Dame Alice Wedega, DBE (20 August 1905 – 3 December 1987) was a Papuan politician, educator, peacemaker and conscientious objector.

== Biography ==
Born in Ahioma in Milne Bay, Wedega was raised in Kwato. She worked to educate her people and evangelise Christianity, and helped foster peace by "making enemies into friends" derived from her own education by Charles Abel, a missionary who established a school on the island of Kwato.

She served as a welfare office with the department of Native Affairs, and established a school for domestic science in Milne Bay. Wedega was also active in the Girl guides movement, and became the first national Girl Guide Commissioner in Papua New Guinea. She was appointed to the Legislative Council of Papua and New Guinea in 1961, the first indigenous woman to sit in the legislature. She served until 1963.

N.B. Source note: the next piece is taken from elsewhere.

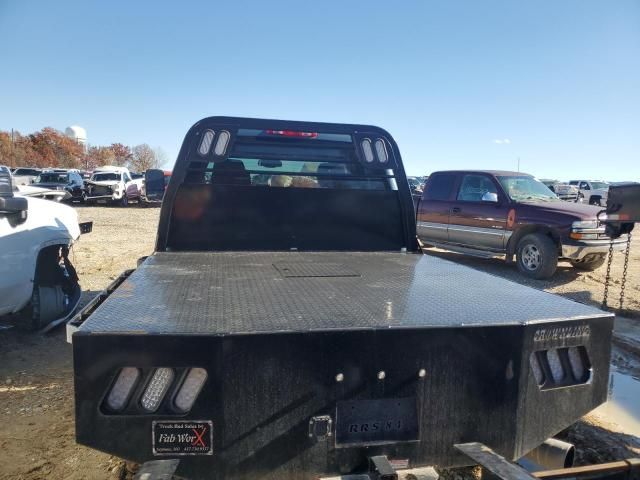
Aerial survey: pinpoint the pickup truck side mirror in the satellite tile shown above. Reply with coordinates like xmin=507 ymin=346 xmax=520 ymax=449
xmin=482 ymin=192 xmax=498 ymax=203
xmin=0 ymin=167 xmax=29 ymax=219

In 1981, she published her autobiography, Listen My Country, which focuses on "her experiences as a Christian and as a woman." She is considered to be the first woman from Papua New Guinea to publish a book, and her autobiography was reprinted in 2016. She travelled internationally to conferences, representing her country, and to Northern Ireland to help build peace.

==Quotes==
- "... [o]ur people used to kill and eat men. They would practice payback. That is, if one of your side killed one of mine, my side would kill one of yours. But the missionaries came from Europe to stop us doing all that. And now I have been back to Northern Ireland to help the Europeans there stop doing it." (A. Wedega)
- "...we women of Papua can be a strong force to make this country a better country than it is today."

== Legacy and honours ==
On 13 June 1964, Wedega was appointed a Member of the Order of the British Empire, in recognition of her service to her community. Wedega was elevated to Dame Commander of the Order of the British Empire in June 1983, as part of the Queen's birthday honours. She was the first woman from Papua New Guinea to be made a Dame.

In 2002, Eric Johns wrote a biography of Wedega, written for secondary students.